Most likely what you intended was 0 to 999
and 1000 to 1999
after that. BTW Performing a subList on a LinkedList is pretty inefficient.
I would build these lists as you read the file.
I would write it like this
public static void splitFile(String inputFile, String outputTemplate, int count) throws IOException {
int fileCount = 0, lineCount = 0;
// check for duplicates.
Set<String> previous = new HashSet<>();
// file to write to
PrintWriter pw = null;
// file to read from
try (BufferedReader in = new BufferedReader(new FileReader(inputFile))) {
// while there is another line to read.
for (String line; (line = in.readLine()) != null; ) {
// skip duplicates.
if (!previous.add(line))
continue;
// if we are at the end or haven't start a file.
if (pw == null || lineCount++ >= count) {
// close the old on if there was one.
if (pw != null)
pw.close();
// start a new file using the template i.e. where do we put the number.
pw = new PrintWriter(String.format(outputTemplate, fileCount++));
// we will have one line in this file.
lineCount = 1;
}
// add the line.
pw.println(line);
}
}
// close the file if we had one left open.
if (pw != null)
pw.close();
}
public static void main(String[] args) throws IOException {
// split the file into multiple files with up to 1000 lines each.

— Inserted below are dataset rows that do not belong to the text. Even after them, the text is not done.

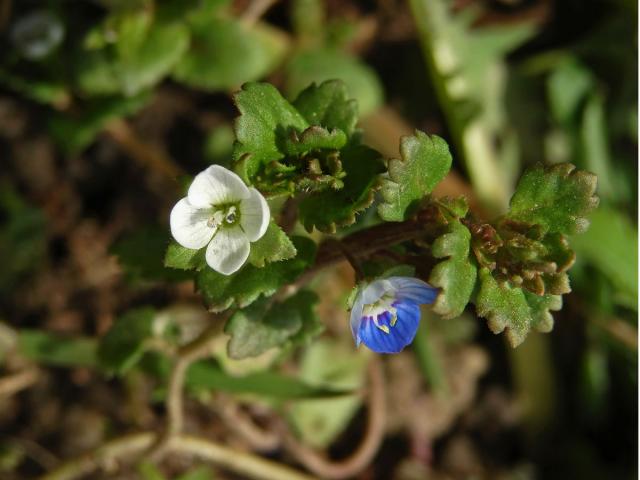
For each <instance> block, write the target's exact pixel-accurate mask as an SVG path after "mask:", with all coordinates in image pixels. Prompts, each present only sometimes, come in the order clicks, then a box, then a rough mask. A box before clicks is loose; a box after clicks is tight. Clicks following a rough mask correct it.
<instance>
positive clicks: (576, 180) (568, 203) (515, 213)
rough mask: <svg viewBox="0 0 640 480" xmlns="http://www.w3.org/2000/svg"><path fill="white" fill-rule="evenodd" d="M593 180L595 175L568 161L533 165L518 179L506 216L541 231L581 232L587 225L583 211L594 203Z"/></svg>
mask: <svg viewBox="0 0 640 480" xmlns="http://www.w3.org/2000/svg"><path fill="white" fill-rule="evenodd" d="M596 182H597V179H596V176H595V175H593V174H592V173H589V172H585V171H581V170H575V167H574V166H573V165H571V164H568V163H563V164H559V165H553V166H550V167H543V166H542V165H537V166H535V167H533V168H531V169H530V170H527V171H526V172H525V173H524V175H523V176H522V178H521V179H520V182H519V183H518V186H517V187H516V191H515V193H514V194H513V197H512V198H511V203H510V206H509V213H508V214H507V217H508V218H510V219H512V220H516V221H520V222H525V223H530V224H534V225H541V226H542V227H543V231H549V232H558V233H564V234H573V233H582V232H584V231H585V230H586V229H587V228H588V226H589V221H588V220H587V219H586V218H585V215H587V214H588V213H589V212H590V211H591V210H593V209H594V208H596V207H597V206H598V197H596V196H595V191H596Z"/></svg>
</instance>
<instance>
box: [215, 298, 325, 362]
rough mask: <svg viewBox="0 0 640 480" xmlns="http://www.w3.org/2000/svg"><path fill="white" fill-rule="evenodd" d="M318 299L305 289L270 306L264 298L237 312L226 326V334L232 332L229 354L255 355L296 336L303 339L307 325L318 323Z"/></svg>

splitFile("file.txt", "file-part-%n.txt", 1000);
}
Upvotes: 2
Reputation: 393771
To split the list into sub-lists of 1000 elements, you can write something like this :
for (int i = 1; i <= count; i++) {
if (getList.size() >= i*1000) {
list = getList.subList((i-1) * 1000, i * 1000);
} else {
list = getList.subList((i-1) * 1000, getList.size());
}
myMap.put(i, list);
}
or simpler :
for (int i = 1; i <= count; i++) {
list = getList.subList((i-1) * 1000, Math.min(getList.size(),i * 1000));
myMap.put(i, list);
}
Note that the indices are 0 based, so the first sub-list will be 0 to 999, the second 1000 to 1999 and so on.
Upvotes: 2